WTO further states that the TFA focuses on streamlining, harmonizing and modernizing customs procedures and has enormous potential for reducing trade costs and times, particularly in developing and least-developed countries.

It however doesn’t provide solutions to the nail-biting under-industrialisation challenges of developing and less-developed African countries, which hampers their export potentials of value-added items.

Africa without Industries

A key feature of African countries participation in international trade is that they are exporters of primary products and importers of services and manufactured goods. Such export concentration on primary commodities reflects the high dependence of African economies on natural resources and the weakness of their industrial sectors.

According to scholars, the importance of manufacturing for development is widely recognized, as very few countries have been able to grow, accumulate wealth, and increase their living standard without investing in their manufacturing industries.

Manufacturing has historically been the driver of economic growth, structural change, and catch-up. It opens opportunities for economies of scale, technological progress and learning. It acts as a catalyst to transform the economic structure of countries, from primary, slow-growing and low-value activities to more productive activities driven by technology and innovation and with higher growth prospects.

Manufacturing sector has “pull effect” on the other sectors by stimulating the demand for more and better services in banking, insurance, communications and transport and encouraging the development of human capital and the use of technological advances in the agricultural sector.

It provides – directly and indirectly – job opportunities for the skilled labor force, which boosts revenues and sets the conditions for the reduction of income inequality and poverty. Manufacturing also offers better growth prospects because it generally does not suffer from a secular deterioration of terms of trade that have frustrated the growth prospects of many commodity-dependent countries.

Such export concentration on primary commodities reflects the high dependence of African economies on natural resources and the weakness of their industrial sectors.

Experts have pointed out that in general, Africa largely exports its natural resources in raw form, and re-imports them transformed into intermediary and finished products.

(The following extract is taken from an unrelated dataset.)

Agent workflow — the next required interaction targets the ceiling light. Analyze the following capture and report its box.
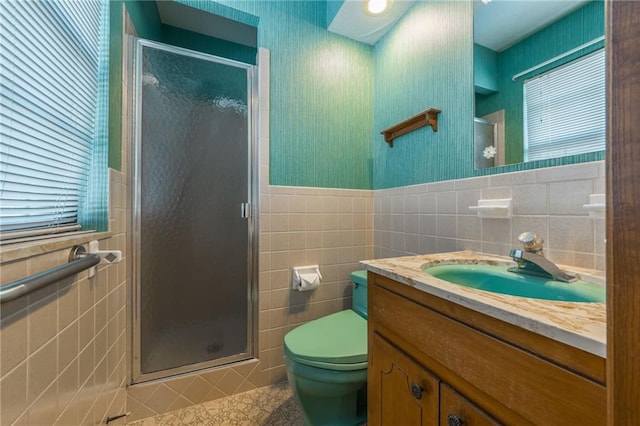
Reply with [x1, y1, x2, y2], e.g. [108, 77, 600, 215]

The domestic value added incorporated in the exported commodities is generally only a small portion of the final sales prices of the finished goods made from them, with the bulk of total value added accruing overseas.

It’s rather unfortunate that Sub-Saharan Africa for example registers surpluses in the international trade of primary items, but incurs a huge deficit in the end products of these same items.

It exports crude in large amounts and registers deficit in refined petroleum products; live animal but deficits in that of processed meats, milk and cream. The same happens with unmanufactured tobacco versus manufactured tobacco, cacao versus chocolate, natural rubber in primary form versus synthetic rubber and materials of rubber, ores and concentrates of base metals versus wire products and manufactures of base metals, and so on.

The low levels of value-added or processing further exacerbates the already low potential for employment creation typical of commodity outputs, because unlike final products, export of primary commodities has limited potential for job creation in the exporting country.